3. 「ひきこもり」にどのようにアプローチするか
(1)「ひきこもり」を抱えた家族のIP・両親等・社会との「対人関係の悪循環」を解消するため、カウンセリングによる援助活動を実施する。
(2)活動の主眼は、先ずは「信頼関係」を作り、「コミュニケーション」を回復することである。
(3)ひきこもっていた若者の社会復帰までの「たまり場」を作りたい。
 
4. これからの課題
(1)「ひきこもり」は20〜50回訪問しても社会復帰実現は低率であろう。継続する意思力が問われる。
(2)予防は治療にまさる。では「ひきこもり」予防の対策とは何であり、どう取り組むか。
 
◎おわりに
 「上農は草を見ずして草を取り、中農は草を見て草を取り、下農は草を見て草を取らず」は私の座右の銘の1つである。今後もこの考えを忘れずにボランティア活動を実行でき、これが自分らしさを生かした活動であることを願っている。[参考資料:*1:「社会的ひきこもり」斎藤環著 PHP新書]
 
子ども・親・教師を支えるカウンセラー
 不登校になって一番つらいのは本人であろう。しかし親の苦しみや教師の不安も大きい。親や教師の心が不安でいっぱいということでは、子どもは救われないような気がする。子どもはもちろんのこと、親、教師をフォローする立場としてもカウンセラーの存在が必要だと思う。以前小学校で子どもたちと関わっていたとき、強く感じたことである。
 
 私のクラスのA子ちゃんは、小学2年生の10月学校に来られなくなってしまった。突然だったので、母親も私もわけがわからなくて途方にくれてしまった。しかし最後の日に書いてきた日記がヒントになり、A子ちゃんの気持ちが少しずつわかってきた。その日記には
「せんせいごめんなさい。わたしはとってもふあんなのです」
と書いてあった。A子ちゃんは学校を休むと親や担任が困るだろうと思っていたようだ。まだ2年生なのに、まるで大人の気のつかいようである。母親との話し合いを重ねていくうちに、A子ちゃんはいつもいろいろなところに気をつかっていい子にしていなければ愛されないと思っているのではないかというところにたどりついた。そこで母親は妹よりもA子ちゃんとスキンシップをとるように心がけて、愛情を伝えるようにした。私も電話や手紙で話した。また、なんでもできて当然という目でA子ちゃんをみてきたことを反省した。
 3ヶ月がたち、A子ちゃんは少しずつ元気を取り戻して学校にかえってきた。母親と私の対応がよかったのかどうかはわからない。しかし、このことで母親と私のA子ちゃんへの関わり方が変わったことは確かだ。A子ちゃんも変わった。以前よりも肩に力を入れずに生活できるようになった。

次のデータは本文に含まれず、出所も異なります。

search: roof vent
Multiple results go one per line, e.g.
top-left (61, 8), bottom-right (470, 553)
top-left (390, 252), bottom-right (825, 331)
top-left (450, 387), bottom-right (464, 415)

 私の学校で不登校になったのは、A子ちゃんのようにいわゆる「いい子」が多かった。「いい子」にしていることに疲れてなんらかのきっかけで緊張の糸が切れてしまったのかもしれない。「いい子」のつらさが伝わってきて悲しくなった。
 A子ちゃんが欠席していた3ヶ月は、母親や私にとってもとても長い3ヶ月だった。母親はこの先どうなってしまうのだろうと心配し、A子ちゃんの気持ちに寄り添えるようになるまでだいぶ時間がかかった。私も「どうしたらいいですか・・・」と母親に泣かれてしまうと不安でたまらなかった。私は初めての経験だったのでどうしていいかわからず、他のクラスの先生はもちろんのこと、学校の外に出てカウンセラーの勉強をしている方に相談した。周りの方々のお力をお借りしてやっと方向性を見出すことができた。もっと深いものを抱えている子どもだったら、母親と教師だけではどうにもならないと思った。親や教師は子どもとの距離が近すぎるので平常心を失い感情的になってしまうからである。専門知識のある第三者に入ってもらい、違った視点からみてもらう必要を感じた。

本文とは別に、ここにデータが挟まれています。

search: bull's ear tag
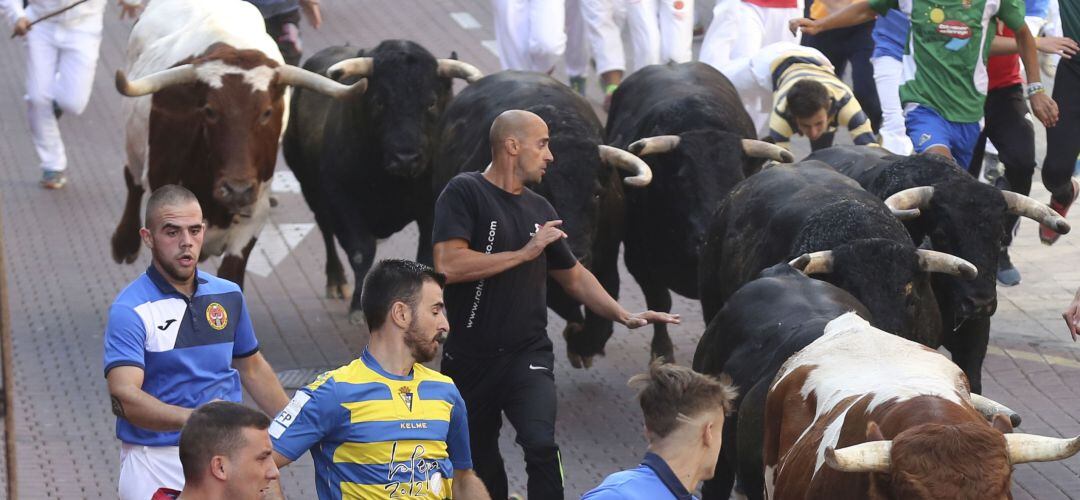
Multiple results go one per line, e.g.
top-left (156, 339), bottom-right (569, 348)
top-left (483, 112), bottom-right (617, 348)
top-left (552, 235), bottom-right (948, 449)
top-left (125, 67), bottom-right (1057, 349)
top-left (866, 421), bottom-right (885, 441)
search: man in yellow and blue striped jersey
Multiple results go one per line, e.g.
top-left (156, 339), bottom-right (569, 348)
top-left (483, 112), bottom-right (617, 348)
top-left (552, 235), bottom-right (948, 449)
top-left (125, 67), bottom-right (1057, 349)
top-left (270, 259), bottom-right (489, 500)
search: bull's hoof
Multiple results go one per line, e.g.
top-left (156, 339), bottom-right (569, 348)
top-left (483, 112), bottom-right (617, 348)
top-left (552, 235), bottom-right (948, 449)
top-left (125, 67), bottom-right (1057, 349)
top-left (111, 231), bottom-right (141, 263)
top-left (349, 309), bottom-right (367, 329)
top-left (566, 351), bottom-right (596, 369)
top-left (326, 283), bottom-right (352, 299)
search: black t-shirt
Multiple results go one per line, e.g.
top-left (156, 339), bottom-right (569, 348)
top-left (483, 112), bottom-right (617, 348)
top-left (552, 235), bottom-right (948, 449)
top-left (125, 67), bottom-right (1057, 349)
top-left (432, 172), bottom-right (577, 356)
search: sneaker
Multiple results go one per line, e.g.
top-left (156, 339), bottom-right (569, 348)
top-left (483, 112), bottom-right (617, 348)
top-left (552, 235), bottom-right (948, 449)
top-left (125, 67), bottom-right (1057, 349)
top-left (998, 246), bottom-right (1021, 286)
top-left (1039, 178), bottom-right (1080, 245)
top-left (41, 171), bottom-right (67, 189)
top-left (570, 77), bottom-right (585, 95)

 親が理想を押しつけることなく、そのままの自分を愛してくれたら幸せである。教師やクラスの仲間が本当の自分の良さを認めてくれている。そんなクラスにいる子どもも幸せである。どちらにも恵まれている子どもは不登校の苦しさを味わわなくてすむかもしれない。しかし、不登校に陥ってしまったときは、親、教師の子どもへの関わり方を見直さなければならないだろう。それにはカウンセラーの力が不可欠ではないだろうか。母親・教師・カウンセラーそれぞれに大切な役割があり、三者がうまく関わりあうことが大切だと思った。自らの教師生活を振り返ってみると、子どもと毎日関わる立場でありながら心の問題について勉強が足りなかったと反省している。教師はカウンセラーに匹敵する知識を持ち合わせていなければ心の問題を抱えている子どもと向き合うのは難しいと思った。
 不登校はいけないことであろうか。私はそうは思わない。本当に恐ろしいのは、子どもが本当の自分を見失うことだと思う。学校がもしそのような場になってしまっているのなら、不登校になっているほうがいいと思う。不登校が子どもにとってむしろ自分を知るきっかけになればよいのではないか。子どもが悩み、学校に行けなくなっても、周りの大人は世間体やプライドなどの些細なことにとらわれず子どもの本当の幸せを考えて行動しなければならないと思う。学校に戻れたとしても、問題すべてが解決したとは限らないことを忘れてはならない。
 
 小中学生の不登校は昨年度13万4千人に達したという。(2001.9.8朝日新聞)学校だけで問題を抱え込むのではなく、カウンセラーやフリースクールなどの民間施設の力を借りて取り組むべきだと思う。今後スクールカウンセラーも学校に配置される。少しずつそうした動きがひろまっているのはうれしいことである。親の「特別なところに相談する」という意識も薄らいでいくであろう。カウンセラーやフリースクールがもっと身近に感じられるような世の中になって欲しい。
 親・教師・カウンセラーの距離を縮めて子どもに寄り添うことが、子どもの心をひらく近道だと信じている。